What if a robot could watch a video of someone doing a task, imagine how to do it itself, and then just do it? That is the idea behind Large Video Planner, a new robot foundation model from researchers at Harvard's Kempner Institute, MIT, and UC Berkeley. Instead of learning tasks from language instructions and robot-specific motion data — the standard vision-language-action approach — LVP learns from internet video and generates a visual plan before acting. The robot's hardware is the prop. The brain is the story.
The core argument is deceptively simple: language contains little direct information about how the physical world behaves. A sentence like "place the bottle on the paper" tells you almost nothing about the angles, forces, and timing involved. But a video of someone doing that task encodes all of it — the reach, the grip, the release, the way fabric shifts under weight. Video is dense with physical and semantic information that text simply cannot match.

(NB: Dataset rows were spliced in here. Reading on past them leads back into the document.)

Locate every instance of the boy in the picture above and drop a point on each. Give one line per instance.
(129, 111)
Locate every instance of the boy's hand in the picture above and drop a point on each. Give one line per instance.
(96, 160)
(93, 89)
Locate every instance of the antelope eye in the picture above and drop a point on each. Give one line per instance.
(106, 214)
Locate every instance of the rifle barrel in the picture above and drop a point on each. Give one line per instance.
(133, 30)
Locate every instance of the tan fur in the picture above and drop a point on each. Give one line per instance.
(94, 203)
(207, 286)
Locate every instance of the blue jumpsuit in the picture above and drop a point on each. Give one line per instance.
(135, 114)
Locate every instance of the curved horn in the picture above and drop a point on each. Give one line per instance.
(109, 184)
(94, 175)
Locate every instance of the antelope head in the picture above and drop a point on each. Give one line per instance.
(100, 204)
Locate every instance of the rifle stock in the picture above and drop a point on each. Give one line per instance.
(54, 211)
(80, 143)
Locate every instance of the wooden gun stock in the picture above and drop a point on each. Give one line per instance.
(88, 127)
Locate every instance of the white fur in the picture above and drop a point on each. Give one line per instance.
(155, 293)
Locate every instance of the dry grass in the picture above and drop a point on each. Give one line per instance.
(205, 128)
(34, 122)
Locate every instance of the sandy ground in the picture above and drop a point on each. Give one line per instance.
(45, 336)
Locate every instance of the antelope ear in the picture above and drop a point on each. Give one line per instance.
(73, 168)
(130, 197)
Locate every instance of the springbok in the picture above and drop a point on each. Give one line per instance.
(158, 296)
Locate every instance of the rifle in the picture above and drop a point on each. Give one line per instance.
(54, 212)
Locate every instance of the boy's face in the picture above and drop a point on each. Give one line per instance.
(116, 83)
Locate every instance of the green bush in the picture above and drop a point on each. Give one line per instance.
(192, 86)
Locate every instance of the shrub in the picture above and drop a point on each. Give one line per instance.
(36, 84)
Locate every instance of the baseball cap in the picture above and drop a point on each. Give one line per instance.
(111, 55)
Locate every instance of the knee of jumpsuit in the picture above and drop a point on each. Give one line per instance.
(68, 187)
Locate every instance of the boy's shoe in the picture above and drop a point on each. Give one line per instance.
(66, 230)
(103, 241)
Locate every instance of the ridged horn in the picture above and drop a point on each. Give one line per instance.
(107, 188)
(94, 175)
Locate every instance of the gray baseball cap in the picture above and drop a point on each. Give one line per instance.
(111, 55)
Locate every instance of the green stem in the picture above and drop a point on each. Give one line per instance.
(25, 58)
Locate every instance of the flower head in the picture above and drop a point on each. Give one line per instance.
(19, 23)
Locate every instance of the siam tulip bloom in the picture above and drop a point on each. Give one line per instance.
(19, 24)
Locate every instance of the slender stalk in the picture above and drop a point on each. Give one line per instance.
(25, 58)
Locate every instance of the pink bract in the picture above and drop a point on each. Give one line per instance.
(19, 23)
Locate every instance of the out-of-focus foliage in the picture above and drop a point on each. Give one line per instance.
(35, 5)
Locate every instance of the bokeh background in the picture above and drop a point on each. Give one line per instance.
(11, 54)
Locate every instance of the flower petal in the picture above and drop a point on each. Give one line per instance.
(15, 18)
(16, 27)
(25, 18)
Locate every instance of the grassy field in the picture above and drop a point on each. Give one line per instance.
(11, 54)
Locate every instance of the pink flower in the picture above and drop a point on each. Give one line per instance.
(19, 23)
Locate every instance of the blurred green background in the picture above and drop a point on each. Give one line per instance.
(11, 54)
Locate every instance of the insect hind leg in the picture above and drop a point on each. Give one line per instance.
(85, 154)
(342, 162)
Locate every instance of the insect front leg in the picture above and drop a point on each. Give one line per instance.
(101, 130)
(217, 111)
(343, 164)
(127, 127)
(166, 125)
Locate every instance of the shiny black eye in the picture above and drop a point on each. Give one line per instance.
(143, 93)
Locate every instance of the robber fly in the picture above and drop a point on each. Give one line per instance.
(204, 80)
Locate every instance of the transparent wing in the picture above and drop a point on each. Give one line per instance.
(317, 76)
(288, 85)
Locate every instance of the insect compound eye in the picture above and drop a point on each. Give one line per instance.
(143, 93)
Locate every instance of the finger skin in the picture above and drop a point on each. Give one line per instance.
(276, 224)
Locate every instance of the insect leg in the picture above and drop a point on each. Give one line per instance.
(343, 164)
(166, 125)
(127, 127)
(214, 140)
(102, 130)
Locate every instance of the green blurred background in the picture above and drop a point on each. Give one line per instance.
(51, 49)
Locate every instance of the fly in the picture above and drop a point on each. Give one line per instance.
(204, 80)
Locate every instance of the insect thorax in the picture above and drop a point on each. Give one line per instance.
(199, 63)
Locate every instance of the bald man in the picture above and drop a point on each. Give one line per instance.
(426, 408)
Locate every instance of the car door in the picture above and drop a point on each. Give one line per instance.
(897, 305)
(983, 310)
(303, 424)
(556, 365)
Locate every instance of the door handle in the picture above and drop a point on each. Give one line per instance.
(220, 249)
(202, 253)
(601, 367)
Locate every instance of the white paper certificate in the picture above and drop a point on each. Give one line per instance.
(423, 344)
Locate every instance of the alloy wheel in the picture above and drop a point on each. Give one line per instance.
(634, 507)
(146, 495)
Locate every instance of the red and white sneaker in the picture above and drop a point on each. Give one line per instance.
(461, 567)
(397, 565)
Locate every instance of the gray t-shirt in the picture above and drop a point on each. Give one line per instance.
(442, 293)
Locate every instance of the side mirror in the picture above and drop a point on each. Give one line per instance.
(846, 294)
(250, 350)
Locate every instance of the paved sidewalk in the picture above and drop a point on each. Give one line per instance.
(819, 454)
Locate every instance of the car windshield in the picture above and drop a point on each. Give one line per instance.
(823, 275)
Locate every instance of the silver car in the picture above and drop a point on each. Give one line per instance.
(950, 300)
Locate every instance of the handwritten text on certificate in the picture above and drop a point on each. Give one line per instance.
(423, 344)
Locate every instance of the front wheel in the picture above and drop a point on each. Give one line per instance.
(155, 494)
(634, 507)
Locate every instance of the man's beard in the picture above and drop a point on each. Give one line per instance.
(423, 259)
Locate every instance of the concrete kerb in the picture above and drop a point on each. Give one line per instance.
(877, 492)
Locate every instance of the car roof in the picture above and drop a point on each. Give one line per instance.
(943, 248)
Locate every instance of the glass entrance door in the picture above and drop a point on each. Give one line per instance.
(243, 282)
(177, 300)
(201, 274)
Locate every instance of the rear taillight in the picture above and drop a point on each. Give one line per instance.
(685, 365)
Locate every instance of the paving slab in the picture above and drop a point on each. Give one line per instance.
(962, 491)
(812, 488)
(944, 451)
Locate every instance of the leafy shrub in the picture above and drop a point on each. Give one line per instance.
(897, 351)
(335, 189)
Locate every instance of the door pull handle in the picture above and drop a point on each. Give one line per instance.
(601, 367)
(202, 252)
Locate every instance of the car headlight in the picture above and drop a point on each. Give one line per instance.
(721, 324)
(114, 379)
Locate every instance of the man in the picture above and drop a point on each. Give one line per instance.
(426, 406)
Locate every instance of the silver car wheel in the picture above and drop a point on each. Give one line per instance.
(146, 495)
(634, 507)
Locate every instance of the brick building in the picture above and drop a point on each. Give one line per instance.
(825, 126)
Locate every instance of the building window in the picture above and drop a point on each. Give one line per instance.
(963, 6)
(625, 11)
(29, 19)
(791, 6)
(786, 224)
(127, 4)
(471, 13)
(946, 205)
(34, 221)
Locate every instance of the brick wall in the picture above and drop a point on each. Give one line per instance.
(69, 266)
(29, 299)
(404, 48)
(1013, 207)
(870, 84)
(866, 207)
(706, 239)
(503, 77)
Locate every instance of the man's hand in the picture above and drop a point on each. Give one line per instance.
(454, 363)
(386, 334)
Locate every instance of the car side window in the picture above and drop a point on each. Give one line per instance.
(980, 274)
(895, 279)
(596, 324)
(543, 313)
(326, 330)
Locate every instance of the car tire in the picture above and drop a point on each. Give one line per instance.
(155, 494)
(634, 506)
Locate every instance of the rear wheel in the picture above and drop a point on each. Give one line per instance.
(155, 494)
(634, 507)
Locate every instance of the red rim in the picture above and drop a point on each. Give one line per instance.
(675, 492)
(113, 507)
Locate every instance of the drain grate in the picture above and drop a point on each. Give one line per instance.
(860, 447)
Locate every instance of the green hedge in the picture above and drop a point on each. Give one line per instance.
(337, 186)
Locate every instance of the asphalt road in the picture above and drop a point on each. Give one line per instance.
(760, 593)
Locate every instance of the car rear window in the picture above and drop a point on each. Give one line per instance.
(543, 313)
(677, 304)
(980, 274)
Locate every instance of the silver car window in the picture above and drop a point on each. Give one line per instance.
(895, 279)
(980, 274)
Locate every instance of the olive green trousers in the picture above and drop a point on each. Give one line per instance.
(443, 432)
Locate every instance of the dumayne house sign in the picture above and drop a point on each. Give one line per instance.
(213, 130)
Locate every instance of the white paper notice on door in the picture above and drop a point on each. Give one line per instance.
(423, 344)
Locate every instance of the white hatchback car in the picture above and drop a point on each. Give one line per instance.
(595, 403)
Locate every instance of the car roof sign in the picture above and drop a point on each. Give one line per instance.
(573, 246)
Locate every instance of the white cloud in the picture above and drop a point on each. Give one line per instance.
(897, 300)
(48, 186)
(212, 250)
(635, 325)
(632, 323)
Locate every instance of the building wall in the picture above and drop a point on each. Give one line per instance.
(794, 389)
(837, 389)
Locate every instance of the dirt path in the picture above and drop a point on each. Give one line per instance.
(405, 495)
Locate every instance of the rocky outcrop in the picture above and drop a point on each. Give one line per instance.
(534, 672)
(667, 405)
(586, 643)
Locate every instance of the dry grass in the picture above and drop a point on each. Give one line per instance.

LVP works in two stages. First, given a starting image and a text instruction like "pull a piece of tape," the model generates a short video showing the task completed — a visual imagination of the action. Second, that video is converted into robot actions using a hand motion reconstruction model and a retargeting system. The robot sees what it should do before it does it. According to Yilun Du, a Kempner Institute investigator and assistant professor of Computer Science at Harvard SEAS: "Language contains little direct information about how the physical world behaves. Our idea is to train a model on a large amount of internet video data, which contains rich physical and semantic information about tasks."
On third-party selected novel tasks evaluated in real-world settings, LVP achieved 59.3 percent success, compared to 39.3 percent for the next-best prior approach — roughly a 20-point jump that suggests the system is not simply memorizing demonstrated sequences but learning something more transferable.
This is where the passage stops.